Remy reached down to grip the fallen’s shoulder, to urge him to answer.

Mulciber immediately grabbed hold of Remy’s wrist, attempting to pull it away. The Seraphim did not take kindly to being touched by one of them, and Remy allowed it to emerge, taking hold of the large man’s arm and twisting it violently to one side. Pulling the big man closer, Remy drove his forehead into the Denizen’s face.

The fallen grunted, blood exploding from his nose as he dropped to his knees moaning. The other Denizen made his move, but Remy froze him with a stare.

The Seraphim liked this, wanting to make the foolish creatures suffer, but Remy restrained it. This wasn’t the time for games.

“Byleth?” he said firmly.

“Yes, yes, he was a Nomad.” He tried to have some more to drink, but his glass was empty. “I didn’t think of it at the time…” Byleth stopped, remembering the details. “But I think he was trying to warn us.”

Remy felt his anger flare, the Seraphim right there, eager to be set loose, but he held its leash tight. “But you didn’t listen.”

Byleth turned in the chair, anger burning in his eyes. “Of course we didn’t listen; even though a Nomad, he was still one of them… still of Heaven. And he wanted the weapons that we didn’t have.”

“What did you do?” Remy asked, already knowing the answer.

Byleth laughed, slumping in the chair. “We saw it as an opportunity,” he explained.

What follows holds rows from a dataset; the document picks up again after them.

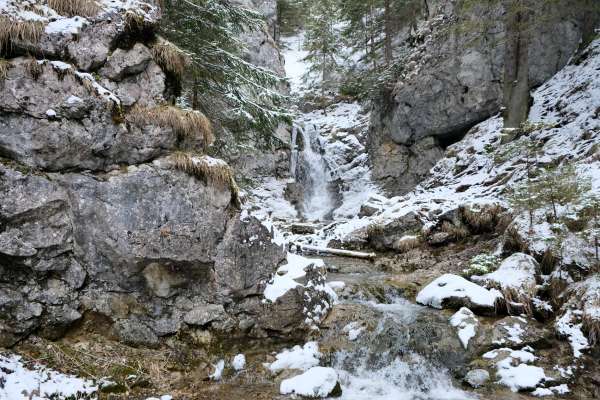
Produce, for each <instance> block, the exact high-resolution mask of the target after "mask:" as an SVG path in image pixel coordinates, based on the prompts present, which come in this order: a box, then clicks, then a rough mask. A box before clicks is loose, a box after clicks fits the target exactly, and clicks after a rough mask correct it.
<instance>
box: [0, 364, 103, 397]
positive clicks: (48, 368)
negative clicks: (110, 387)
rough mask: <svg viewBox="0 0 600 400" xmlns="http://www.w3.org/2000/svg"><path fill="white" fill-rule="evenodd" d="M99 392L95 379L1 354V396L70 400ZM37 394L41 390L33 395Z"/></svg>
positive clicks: (0, 376) (0, 392) (0, 396)
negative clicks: (32, 365)
mask: <svg viewBox="0 0 600 400" xmlns="http://www.w3.org/2000/svg"><path fill="white" fill-rule="evenodd" d="M97 391H98V387H97V386H96V385H94V383H93V382H91V381H87V380H85V379H81V378H77V377H75V376H72V375H65V374H62V373H60V372H58V371H55V370H52V369H49V368H46V367H43V366H41V365H34V366H33V367H30V366H25V364H24V362H23V360H22V359H21V357H19V356H15V355H1V354H0V399H7V400H8V399H10V400H13V399H14V400H20V399H23V400H26V399H31V398H34V399H37V400H45V399H58V400H62V399H69V398H79V397H83V396H89V395H92V394H93V393H96V392H97ZM34 393H39V394H38V395H37V396H34Z"/></svg>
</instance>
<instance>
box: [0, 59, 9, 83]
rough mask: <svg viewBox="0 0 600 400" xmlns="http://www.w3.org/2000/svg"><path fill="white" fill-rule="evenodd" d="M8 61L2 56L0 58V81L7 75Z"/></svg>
mask: <svg viewBox="0 0 600 400" xmlns="http://www.w3.org/2000/svg"><path fill="white" fill-rule="evenodd" d="M10 67H11V64H10V62H8V61H6V60H5V59H3V58H0V81H3V80H5V79H6V77H7V76H8V70H9V69H10Z"/></svg>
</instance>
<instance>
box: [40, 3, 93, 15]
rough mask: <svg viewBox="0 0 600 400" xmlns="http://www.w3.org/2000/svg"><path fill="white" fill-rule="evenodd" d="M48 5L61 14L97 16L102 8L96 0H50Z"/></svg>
mask: <svg viewBox="0 0 600 400" xmlns="http://www.w3.org/2000/svg"><path fill="white" fill-rule="evenodd" d="M48 7H50V8H52V9H54V10H55V11H56V12H57V13H59V14H60V15H66V16H69V17H75V16H77V15H79V16H82V17H88V18H89V17H95V16H96V15H98V13H99V12H100V10H101V9H102V8H101V7H100V5H99V4H98V3H96V2H95V1H94V0H48Z"/></svg>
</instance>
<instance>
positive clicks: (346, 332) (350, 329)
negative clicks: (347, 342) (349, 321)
mask: <svg viewBox="0 0 600 400" xmlns="http://www.w3.org/2000/svg"><path fill="white" fill-rule="evenodd" d="M364 330H365V327H363V326H360V324H359V323H358V322H350V323H349V324H348V325H346V326H344V328H343V329H342V332H345V333H347V334H348V340H350V341H355V340H356V339H358V338H359V336H360V335H361V334H362V333H363V332H364Z"/></svg>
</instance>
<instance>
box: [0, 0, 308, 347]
mask: <svg viewBox="0 0 600 400" xmlns="http://www.w3.org/2000/svg"><path fill="white" fill-rule="evenodd" d="M144 10H145V11H144V12H145V16H144V18H143V22H140V24H142V26H141V27H140V26H137V27H135V26H134V27H133V28H132V25H131V24H125V23H124V18H125V16H124V14H125V13H126V12H127V10H120V11H115V10H112V11H110V12H109V13H105V14H101V15H100V16H99V17H97V18H93V19H90V20H89V21H87V24H84V26H83V27H82V28H81V30H80V32H79V33H78V34H77V35H64V34H47V33H44V34H43V35H42V37H41V39H40V40H39V42H38V43H36V44H35V49H36V50H37V51H36V52H35V54H37V55H41V56H44V57H48V58H51V60H48V59H40V60H37V59H35V58H31V57H23V56H16V57H15V55H18V54H21V51H24V50H26V49H27V46H26V44H25V43H15V44H14V45H15V47H14V49H15V53H16V54H12V55H13V58H10V59H9V60H8V62H9V63H10V68H9V69H8V74H7V76H6V78H5V79H3V80H2V82H0V346H11V345H13V344H14V343H16V342H18V341H19V340H21V339H22V338H24V337H26V336H28V335H29V334H32V333H36V334H40V335H42V336H44V337H47V338H50V339H57V338H60V337H61V336H63V335H64V334H65V333H66V332H68V330H69V329H71V328H72V326H73V324H74V323H75V322H77V321H79V320H82V319H84V320H85V319H87V318H89V319H91V320H94V318H100V320H101V321H107V322H108V323H109V328H110V329H104V328H105V327H104V326H102V328H100V327H99V328H98V329H99V331H100V333H102V334H106V335H110V336H111V337H116V338H117V339H119V340H121V341H123V342H125V343H127V344H130V345H134V346H150V347H154V346H158V345H159V344H160V342H161V338H162V337H163V336H167V335H173V334H175V333H177V332H178V331H180V330H182V329H211V330H214V331H217V332H228V334H229V335H231V334H237V333H239V334H247V333H248V332H249V331H250V330H252V332H253V334H255V335H258V336H260V335H261V334H263V335H264V330H265V329H276V328H272V327H271V326H267V325H268V324H267V323H266V322H263V320H261V318H259V317H260V316H261V315H265V314H266V312H265V307H266V306H265V305H263V304H262V302H261V298H262V292H263V290H264V285H265V282H267V281H268V280H269V279H270V277H271V275H272V274H273V273H274V272H275V270H276V269H277V267H278V265H279V264H280V263H281V262H282V261H283V260H284V259H285V252H284V251H283V249H282V248H281V247H279V246H278V245H276V244H274V243H273V242H272V240H271V236H270V232H269V231H268V230H267V229H266V228H265V227H264V226H263V225H262V224H261V223H260V222H259V221H258V220H256V219H255V218H253V217H245V218H241V214H240V211H239V210H238V209H237V208H236V207H235V205H234V203H235V202H234V201H233V199H234V197H235V196H236V194H235V193H234V189H232V187H230V186H228V185H221V184H217V183H212V182H211V180H210V179H207V178H206V177H202V176H196V175H193V174H188V173H186V172H183V171H181V170H179V169H177V167H176V165H175V164H174V163H173V162H172V157H170V154H171V153H172V152H173V151H175V150H177V149H178V146H179V140H178V138H177V136H176V135H175V134H174V132H173V131H172V129H170V128H168V127H164V126H155V125H153V124H152V121H149V122H148V125H147V126H144V127H139V126H137V125H136V124H134V123H130V122H129V121H128V119H127V118H126V117H127V114H128V113H129V112H131V109H132V106H134V105H140V106H147V107H153V106H156V105H161V104H164V103H165V102H166V101H167V100H168V96H169V93H171V91H172V88H170V87H169V85H170V83H169V80H168V79H167V78H166V75H165V73H164V72H163V71H162V70H161V68H160V67H159V66H158V65H157V64H156V63H155V62H154V61H153V60H152V52H151V51H150V49H149V48H148V47H147V46H150V45H151V43H152V41H146V39H148V37H149V36H151V35H153V34H154V32H153V30H154V29H155V28H156V24H157V23H158V16H159V15H160V12H159V10H158V9H157V8H154V6H153V3H152V2H150V3H149V4H148V7H146V8H144ZM134 25H135V24H134ZM127 29H130V30H129V31H127ZM140 29H142V30H143V32H141V31H140ZM73 36H77V37H76V38H75V39H78V40H75V39H74V38H73ZM142 39H144V43H145V44H142V43H141V42H142ZM119 46H121V47H119ZM67 55H69V56H68V57H67ZM9 56H10V55H9ZM67 61H68V63H67ZM84 71H88V72H89V73H88V72H84ZM196 150H199V149H196ZM251 238H252V240H251ZM302 304H303V303H302V299H300V302H299V303H298V304H297V305H296V306H297V308H298V307H301V305H302ZM293 317H294V318H295V319H292V320H290V321H289V326H288V327H286V332H287V333H289V332H291V331H294V330H295V328H297V327H298V326H300V325H302V324H303V319H304V316H303V315H302V313H297V314H294V315H293ZM92 325H94V324H92Z"/></svg>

Mulciber was still moaning, attempting to stifle the flow of blood that poured from his damaged nose.

“We captured him,” the Satan continued with a certain amount of pride. “It wasn’t easy—he was strong—but at the same time, I don’t think he had all his faculties. It was almost as if something… some knowledge that he had locked away inside his head had driven him mad.”

It took everything that Remy had not to grab Byleth and beat him senseless. “You captured him and you cut him up,” he said through gritted teeth.

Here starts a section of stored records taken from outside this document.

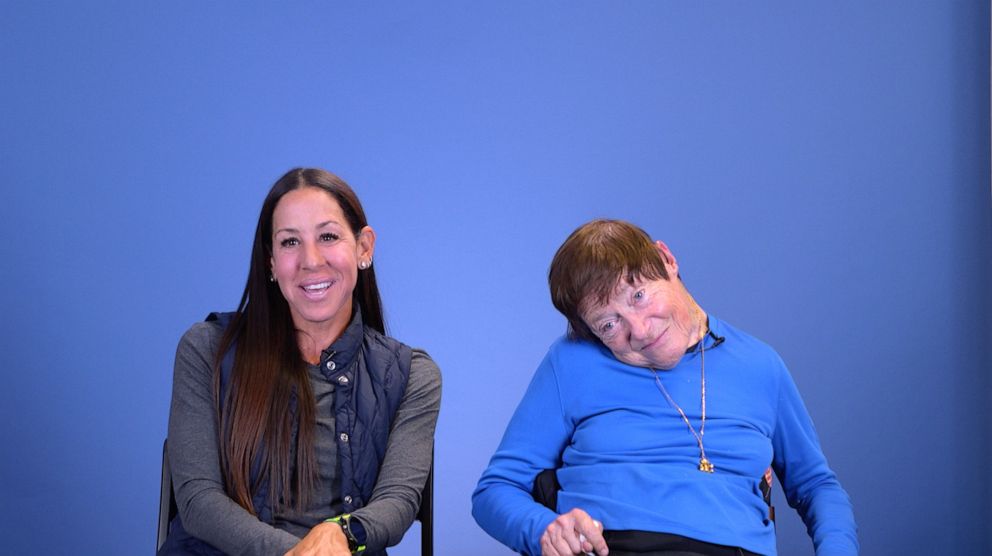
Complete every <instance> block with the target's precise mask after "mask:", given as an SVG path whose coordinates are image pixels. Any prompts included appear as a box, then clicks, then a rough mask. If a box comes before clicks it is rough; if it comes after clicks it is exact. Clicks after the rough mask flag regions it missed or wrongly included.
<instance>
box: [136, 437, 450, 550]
mask: <svg viewBox="0 0 992 556" xmlns="http://www.w3.org/2000/svg"><path fill="white" fill-rule="evenodd" d="M177 512H178V508H176V497H175V495H174V494H173V492H172V472H171V470H170V469H169V440H168V439H166V440H165V442H163V443H162V492H161V493H160V495H159V501H158V539H157V541H156V542H157V544H156V546H155V552H158V549H160V548H162V543H164V542H165V537H167V536H168V535H169V524H170V523H172V519H173V518H174V517H176V513H177ZM417 520H418V521H420V554H421V555H422V556H434V454H433V453H432V454H431V468H430V471H428V472H427V482H426V483H425V484H424V490H423V492H421V494H420V509H419V510H417Z"/></svg>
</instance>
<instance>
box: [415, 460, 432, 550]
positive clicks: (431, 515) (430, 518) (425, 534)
mask: <svg viewBox="0 0 992 556" xmlns="http://www.w3.org/2000/svg"><path fill="white" fill-rule="evenodd" d="M417 520H418V521H420V554H421V556H434V453H433V452H432V453H431V469H430V471H428V472H427V482H426V483H425V484H424V490H423V491H422V492H421V494H420V509H419V510H417Z"/></svg>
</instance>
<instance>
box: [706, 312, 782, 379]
mask: <svg viewBox="0 0 992 556" xmlns="http://www.w3.org/2000/svg"><path fill="white" fill-rule="evenodd" d="M710 329H711V330H712V331H713V332H714V333H715V334H716V335H717V336H719V337H721V338H724V342H723V344H722V345H721V346H720V348H719V349H716V350H714V355H717V354H719V355H720V356H721V357H726V358H728V360H729V361H730V362H732V363H733V365H734V366H735V367H736V368H738V369H740V370H741V371H745V370H750V371H751V372H754V373H758V375H757V376H765V377H767V378H773V379H780V378H781V377H782V376H783V375H787V374H788V372H789V371H788V368H787V367H786V365H785V362H784V361H783V360H782V357H781V356H780V355H779V354H778V352H777V351H775V349H774V348H773V347H772V346H770V345H769V344H767V343H765V342H764V341H762V340H760V339H758V338H757V337H755V336H752V335H751V334H748V333H747V332H744V331H743V330H741V329H739V328H737V327H735V326H732V325H730V324H728V323H726V322H724V321H721V320H719V319H716V318H714V317H712V316H711V317H710ZM707 357H709V355H707Z"/></svg>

Byleth smiled weakly, knowing that what he had done was wrong, but still taking pleasure from it. “Normally I wouldn’t have had anything to do with it, but with this one… I cut out his eyes.”

Remy’s true nature fought harder than he could ever remember, and he could feel his skin begin to itch—to heat—as the warrior angel rose to the surface, ready to emerge and destroy these abominations in their nest. And Remy doubted that the unleashed Seraphim would have stopped there, flying into the night, hunting every Denizen it could find and destroying them one after the other.

This might have happened—if there hadn’t been a knock at the door.

It was just enough of a distraction to avert disaster.

“Yes,” Byleth called.

The door opened and another of his men stood there. He was holding a cell phone.

“It’s somebody named Mason,” the fallen angel said.

“He says that he’s out back and to tell you that he’s found what you’ve been looking for.”